Gedung Asabri | IST

HARNAS.ID – Persidangan kasus dugaan korupsi PT Asabri, Senin (13/9/2021) diwarnai kericuhan dan memicu kemarahan majelis hakim. Hal itu lantaran para terdakwa menolak disidangkan secara bersamaan.

Mereka beralasan karena tempus perkara dan peran para terdakwa yang berbeda, sehingga dianggap tidak efektif dan akan mengaburkan peran masing-masing.  

Menurut Kuasa Hukum Benny Tjokrosaputro, Fajar Gora, Kamis (16/9/2021), sudah menjadi hak para terdakwa jika tidak ingin disidangkan secara bersamaan. 

“Nomor perkara dari delapan terdakwa berbeda. Artinya, perbuatan yang didakwakan kepada masing-masing terdakwa juga berbeda,” kata Fajar. 

Fajar pun menilai aneh, jika perkara tersebut diperiksa secara bersamaan. Terlebih, majelis hakim yang memeriksa dan memutus perkara ini cuma satu.

Belum lagi, jika perkara tersebut digabungkan, akan memakan waktu sangat lama dan bisa berpengaruh terhadap putusan hakim. 

“Mungkin saja karena terlalu lelah, bisa saja berpengaruh tidak saja pada majelis hakim, tapi juga saksi dan penasehat hukum para terdakwa,” katanya. 

Dia membandingkan dengan kasus manajer investasi Jiwasraya yang disidangkan secara terpisah. Dalam kasus itu ada 13 terdakwa.

“Namun banyak majelis hakim yang menyidangkan, sehingga sidang dapat dilakukan secara terpisah dan efektif,” katanya.

Kuasa hukum Heru Hidayat, Kresna Hutauruk berpendapat serupa. Menurut dia, keberatan yang disampaikan oleh para kuasa hukum bukan untuk membuat kericuhan, tetapi bagian dari usaha membela hak-hak para terdakwa.

“Alasan kami menolak sidang bersamaan sangat jelas. Pertama sebagaimana diketahui berkas perkara delapan terdakwa dilimpahkan ke pengadilan secara terpisah. Artinya, ada delapan nomor perkara,” ujar Kresna.

Dengan adanya perbedaan nomor perkara, tentunya sidang harus dilakukan secara terpisah sebagaimana nomor perkara masing-masing terdakwa. 

“Kalau dari materi, tentunya jelas bahwa uraian kepada setiap terdakwa baik tempus ataupun perbuatannya berbeda dan tidak saling berkaitan, sehingga tidak mungkin disidangkan bersamaan,” tuturnya.

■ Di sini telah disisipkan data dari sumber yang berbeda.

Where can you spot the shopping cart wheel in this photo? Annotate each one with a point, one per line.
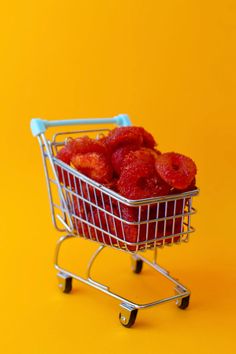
(65, 282)
(184, 302)
(137, 265)
(127, 315)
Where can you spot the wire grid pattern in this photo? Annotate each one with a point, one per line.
(101, 216)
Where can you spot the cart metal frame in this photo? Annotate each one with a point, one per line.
(85, 191)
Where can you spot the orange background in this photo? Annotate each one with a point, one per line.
(171, 66)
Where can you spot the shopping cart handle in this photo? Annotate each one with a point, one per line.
(39, 126)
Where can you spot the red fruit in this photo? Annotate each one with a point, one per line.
(175, 169)
(129, 136)
(143, 154)
(139, 180)
(84, 145)
(148, 140)
(94, 165)
(118, 156)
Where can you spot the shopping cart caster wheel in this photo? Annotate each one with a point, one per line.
(137, 265)
(184, 302)
(127, 315)
(65, 282)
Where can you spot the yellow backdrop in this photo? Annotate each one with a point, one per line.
(171, 66)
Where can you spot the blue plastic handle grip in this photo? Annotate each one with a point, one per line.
(39, 126)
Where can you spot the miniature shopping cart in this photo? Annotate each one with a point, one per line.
(84, 208)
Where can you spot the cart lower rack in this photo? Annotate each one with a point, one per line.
(82, 207)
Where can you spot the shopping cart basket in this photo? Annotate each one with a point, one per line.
(82, 207)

Terkait alasan teknis, menurut dia sangat menyulitkan para penasihat hukum dalam melakukan pembelaan. Sebab, jika digabung, jumlah penasehat hukum yang dibolehkan bersidang hanya dua orang. 

“Dengan demikian, kami tidak mungkin melakukan pembelaan secara maksimal, mengingat berkas perkara ini sangat banyak,” ujarnya.

Kondisi tersebut pun sangat menyulitkan apabila delalan terdakwa disidangkan oleh majelis hakim yang sama. Ada baiknya majelis hakim ditambah dan dipecah setiap perkaranya, sehingga akan memudahkan persidangan.

“Selain itu, demi para saksi juga yang jika majelisnya tetap sama, mereka harus hadir tiga hari berturut-turut. Sebaliknya apabila majelis dipecah dan ditambah, tentunya pemanggilan para saksi dapat diatur secara silih berganti dan sidang lebih efektif,” katanya.

Pakar Kebijakan Publik Universitas Trisakti Trubus Rahadiansyah menyarankan, sebaiknya dalam proses pengadilan hukum perkara Asabri dilakukan secara terpisah. 

“Ini lebih baik dipisahkan sesuai dengan porsi, karena kasusnya beda sehingga tidak bisa dijadikan satu. Terlebih, ini kasus berat, korupsi triliunan,” ujar Trubus. 

Menurut dia, itu dilakukan agar dalam proses pembuktiannya lebih valid dan juga saksi-saksi yang dihadirkan lebih leluasa dalam memberikan kesaksian.

“Karena perkasusnya juga berbeda. Berkaca dari kasus 13 MI di Jiwasraya memang harus dipisahkan. Tidak bisa dengan cara disatukan seperti itu, nanti hakimnya tidak fokus, jadi putusannya kurang akurat,” ujarnya. 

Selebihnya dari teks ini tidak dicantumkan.